— Наше? — Петька помедлил. — Нет, заберут, наверное, в клуб, что на Житомирской. Туда же все реквизированное свозят — диваны, зеркала. Там театр показывать будут и туманные картины, и все даром… А знаешь, Васька, — вдруг спохватился Маремуха, — это, наверное, мой папа все рассказал про доктора! Вчера утром к нам пришел Омелюстый. Он в дом не заходил, а попросил, чтобы я тихонько вызвал ему папу. Я вызвал, и они долго в кустах над скалой сидели, потом папа с Омелюстым куда-то пошел. А вернулся и уже больше с доктором не говорил. Вот я и думаю: папа, наверное, рассказал про него в суде, правда?
— Ребята, а где здесь Манджура живет? — послышалось в эту минуту рядом.
Я даже отпрыгнул в сторону. Около калитки стоял красноармеец — молодой веснушчатый парень. Он был подпоясан солдатским ремнем с двуглавым орлом на медной пряжке. Под мышкой у красноармейца была зажата тетрадка, а в руках он держал тоненький синий конверт.

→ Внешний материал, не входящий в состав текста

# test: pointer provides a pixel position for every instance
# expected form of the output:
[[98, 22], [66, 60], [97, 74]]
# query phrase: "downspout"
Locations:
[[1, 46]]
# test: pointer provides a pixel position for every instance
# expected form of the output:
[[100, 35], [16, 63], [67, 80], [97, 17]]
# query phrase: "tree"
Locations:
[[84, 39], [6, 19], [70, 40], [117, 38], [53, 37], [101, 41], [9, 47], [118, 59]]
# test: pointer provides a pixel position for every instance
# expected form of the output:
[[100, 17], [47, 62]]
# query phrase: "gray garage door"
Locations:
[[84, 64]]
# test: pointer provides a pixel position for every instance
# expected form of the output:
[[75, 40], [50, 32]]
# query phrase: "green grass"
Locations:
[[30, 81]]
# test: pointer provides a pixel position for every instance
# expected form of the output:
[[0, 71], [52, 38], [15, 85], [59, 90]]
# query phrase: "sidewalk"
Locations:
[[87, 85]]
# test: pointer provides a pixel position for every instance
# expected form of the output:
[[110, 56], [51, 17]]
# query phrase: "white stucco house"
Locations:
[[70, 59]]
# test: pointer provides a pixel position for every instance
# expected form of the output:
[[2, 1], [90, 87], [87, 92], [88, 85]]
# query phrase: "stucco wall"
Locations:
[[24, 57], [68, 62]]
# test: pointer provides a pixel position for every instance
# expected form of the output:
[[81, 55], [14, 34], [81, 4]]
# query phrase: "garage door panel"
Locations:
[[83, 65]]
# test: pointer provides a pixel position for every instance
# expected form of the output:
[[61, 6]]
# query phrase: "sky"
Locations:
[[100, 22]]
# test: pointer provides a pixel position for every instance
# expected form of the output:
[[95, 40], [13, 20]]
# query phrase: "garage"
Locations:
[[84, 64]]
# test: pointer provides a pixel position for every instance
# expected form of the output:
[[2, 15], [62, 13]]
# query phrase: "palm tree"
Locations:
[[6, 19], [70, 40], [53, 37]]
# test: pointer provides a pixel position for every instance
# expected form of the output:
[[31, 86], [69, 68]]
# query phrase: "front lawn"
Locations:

— Папы дома нет! Он в типографии.
— В типографии? А кто же пакет примет?
— Я сейчас позову тетю. Подождите.
— Погоди! — строго окликнул меня красноармеец. — Тетю, тетю! А сам-то ты грамотный?
Я утвердительно кивнул головой.
— Сын его?
— Да.
— Ну, вот видишь, — улыбнулся красноармеец. — Распишись, только поаккуратней, — приказал он, подавая мне раскрытую книжку. — Ищи-ка тут Василия Манджуру, а рядом крестик. Возле крестика и распишись.
— Василия? Да ведь папу зовут Мирон! — ответил я.
— Мирон?.. Мирон?.. — озабоченно протянул красноармеец, но тотчас же, тряхнув головой, решил: — Ничего, какая разница: Мирон, Василий? Это наш писарь опять напутал. Расписывайся.
Прижав к колену книжку, я написал свою фамилию. У меня дрожала рука. Второе «а» я написал косо и залез на соседнюю клетку.
Красноармеец взял обратно разносную книгу, отдал мне конверт и пошел прочь. Петька Маремуха сразу потребовал:
— А ну, покажи!
Усевшись на крылечке, мы стали разглядывать этот тоненький конверт, в который была вложена какая-то бумажка.
Она прощупывалась пальцами.
На конверте крупными буквами было написано:
«Здесь, Заречье, Крутой переулок, дом 3, Василию Мироновичу Манджуре».
— Васька, ведь это тебе письмо! Открой, — сказал Маремуха.
Петька прав! Меня зовут Василий, а по отчеству Миронович. Но ведь я ни от кого никогда не получал еще писем. Кто бы это мог писать мне?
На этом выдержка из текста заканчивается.